Often I tell myself that I have dual personalities. Even at times when I did my personality test from the Personality Plus, I find myself having the most distinct personality split between the Popular Sanguine and the Perfect Melancholy. Once a while when I redo the test, I either score slightly higher between these two. In the past two years when I did the test again, the facilitator tells me that these two are opposite of one and another.

 My Inner 53th

Personality Plus

Hence I develop a theory that I might wear two different hats at different occasion or each personality will reveal themselves based on the situation I am. It is for me to fit it in? I don’t know. I have no answer for myself. When I talked to a friend this evening, I told her one of my wishes which was to take a psychology course back then. Unfortunately there wasn’t such courses offered in the TAR College. I ended up with computer course. No complaining but yet it was one of my favorite subject.

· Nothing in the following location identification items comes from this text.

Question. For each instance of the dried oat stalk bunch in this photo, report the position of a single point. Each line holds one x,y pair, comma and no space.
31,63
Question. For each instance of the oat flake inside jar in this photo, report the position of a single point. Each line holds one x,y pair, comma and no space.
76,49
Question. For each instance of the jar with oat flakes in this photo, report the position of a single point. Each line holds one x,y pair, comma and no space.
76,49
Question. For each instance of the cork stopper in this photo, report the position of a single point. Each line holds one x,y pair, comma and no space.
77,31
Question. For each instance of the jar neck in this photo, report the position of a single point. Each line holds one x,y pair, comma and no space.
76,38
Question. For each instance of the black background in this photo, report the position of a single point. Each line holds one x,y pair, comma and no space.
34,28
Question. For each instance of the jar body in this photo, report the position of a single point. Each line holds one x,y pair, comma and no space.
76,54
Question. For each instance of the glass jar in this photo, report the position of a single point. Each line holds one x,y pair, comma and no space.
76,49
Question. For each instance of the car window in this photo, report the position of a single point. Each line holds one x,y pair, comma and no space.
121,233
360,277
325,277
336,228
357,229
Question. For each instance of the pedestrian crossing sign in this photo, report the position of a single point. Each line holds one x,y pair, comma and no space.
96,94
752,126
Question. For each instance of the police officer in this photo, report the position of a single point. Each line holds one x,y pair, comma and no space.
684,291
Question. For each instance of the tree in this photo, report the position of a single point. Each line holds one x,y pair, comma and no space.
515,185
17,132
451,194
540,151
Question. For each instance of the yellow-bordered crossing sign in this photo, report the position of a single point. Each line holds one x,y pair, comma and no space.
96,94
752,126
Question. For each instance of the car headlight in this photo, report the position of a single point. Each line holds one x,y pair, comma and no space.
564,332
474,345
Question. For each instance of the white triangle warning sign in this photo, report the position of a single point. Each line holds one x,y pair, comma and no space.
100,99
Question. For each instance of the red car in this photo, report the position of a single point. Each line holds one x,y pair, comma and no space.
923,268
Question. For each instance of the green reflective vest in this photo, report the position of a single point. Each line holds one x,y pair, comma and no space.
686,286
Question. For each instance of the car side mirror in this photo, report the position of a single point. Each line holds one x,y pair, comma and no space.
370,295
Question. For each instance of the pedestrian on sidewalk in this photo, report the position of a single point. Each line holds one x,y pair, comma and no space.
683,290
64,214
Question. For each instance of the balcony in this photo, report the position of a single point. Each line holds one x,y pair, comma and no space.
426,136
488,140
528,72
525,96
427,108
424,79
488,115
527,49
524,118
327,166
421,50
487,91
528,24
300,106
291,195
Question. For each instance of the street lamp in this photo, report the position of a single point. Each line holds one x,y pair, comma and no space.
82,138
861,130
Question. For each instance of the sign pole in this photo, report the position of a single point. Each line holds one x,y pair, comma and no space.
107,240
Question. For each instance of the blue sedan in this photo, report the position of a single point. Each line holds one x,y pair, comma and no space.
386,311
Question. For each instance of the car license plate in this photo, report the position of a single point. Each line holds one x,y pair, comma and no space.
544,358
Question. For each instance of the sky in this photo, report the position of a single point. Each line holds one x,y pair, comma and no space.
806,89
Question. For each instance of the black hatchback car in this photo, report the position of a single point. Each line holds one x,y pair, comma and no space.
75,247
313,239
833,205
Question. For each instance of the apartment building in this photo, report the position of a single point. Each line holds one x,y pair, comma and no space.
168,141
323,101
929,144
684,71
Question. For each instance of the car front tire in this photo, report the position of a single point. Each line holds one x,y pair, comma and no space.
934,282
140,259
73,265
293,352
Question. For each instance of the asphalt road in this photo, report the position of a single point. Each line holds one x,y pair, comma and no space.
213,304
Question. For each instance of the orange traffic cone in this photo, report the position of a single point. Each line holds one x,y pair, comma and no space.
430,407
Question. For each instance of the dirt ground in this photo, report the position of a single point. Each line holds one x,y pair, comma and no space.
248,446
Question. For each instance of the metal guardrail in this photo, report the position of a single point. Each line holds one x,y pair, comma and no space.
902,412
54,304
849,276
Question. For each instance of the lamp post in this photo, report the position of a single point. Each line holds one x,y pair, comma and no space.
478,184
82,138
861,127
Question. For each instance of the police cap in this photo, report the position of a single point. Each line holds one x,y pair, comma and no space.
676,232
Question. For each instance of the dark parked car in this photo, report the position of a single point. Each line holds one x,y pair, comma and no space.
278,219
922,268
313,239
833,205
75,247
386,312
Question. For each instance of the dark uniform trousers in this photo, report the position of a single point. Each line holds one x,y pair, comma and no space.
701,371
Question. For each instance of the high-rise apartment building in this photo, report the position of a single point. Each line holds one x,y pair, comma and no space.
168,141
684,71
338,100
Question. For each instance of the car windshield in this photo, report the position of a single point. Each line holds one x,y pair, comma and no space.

Indeed it did cross over my mind to pursuing again for a double degree. Last I check that Open University was offering it for postgraduate. Which I did think of doing it at extra time or when I making enough money. Now I realized it was one of my favorite subject in college. It was one of the liberal arts that was compulsory to take for one semester.

Nonetheless, when I felt depressed I would think that it was my inner desire churning out. Trying to rebel against the current of life that I settled down with. I know it is a sign of my inner desire telling me that this isn’t what I want in my life. I called this desire my Inner 53th. My alter ego perhaps?